As of last month, college football’s head honchos were considering adding a seventh access bowl to the playoff mix, which was later reported to include representatives from the “best of the rest” and either the Big 12 or Pac-12.

Now, it appears that idea was simply fun while it lasted. Brett McMurphy of ESPN reports that the seventh “access bowl” has a “less than 50 percent” chance of happening. From McMurphy:

However, this is becoming more unlikely because of a myriad of concerns and obstacles involved for a seventh access bowl. Among them: The bowl’s lesser worth compared to the other access bowls, the difficulty of selling tickets for an annual bowl featuring a non-power conference team and finding a bowl that wants to host the game that also meets the stadium capacity requirements for an access bowl and the national semifinals, sources said.
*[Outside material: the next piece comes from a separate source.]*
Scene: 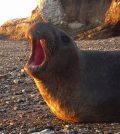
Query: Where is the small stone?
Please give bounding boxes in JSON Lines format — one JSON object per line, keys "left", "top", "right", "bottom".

The report states that the seventh bowl would be worth about $25 million a year. Compare that to the Rose and Champions Bowl ($80 million) and the Orange Bowl ($60 million).

The six playoff sites that would also act as rotating semifinal sites for a college football playoff have not been officially established, but it’s believed that they would include the four current BCS bowls -- Fiesta, Orange, Rose and Sugar -- plus the Cotton Bowl in Dallas and the Chick-fil-A Bowl in Atlanta. The Rose, Champions (site is still TBD, but it could be in either the Cotton or Sugar) and Orange Bowl all have their contractual tie-ins established or in the final stages of negotiations.

Whatever spaces are open among the three remaining high-revenue bowls will likely be filled with at-large opponents, the requirements for which are still TBD. So, if you’re what is currently considered a non-AQ conference, your chances of getting invited to a high-revenue bowl just took a serious hit unless one of the available at-large spots becomes guaranteed for smaller conferences. In other words, the new postseason isn’t fair for everyone (and that’s okay) -- unless you’re part of the privileged group, in which case it’s extremely fair (and that’s not okay).

The four-team playoff idea is still one with which I agree, but the six “access bowls” that make up the rotating semifinal sites have become a cluster-you-know-what of the highest order all in the name of keeping some semblance of a tradition that got watered down when someone, clearly drunk, decided “Yeah, putting a bowl game in Boise freaking Idaho in the middle of December is a good idea.”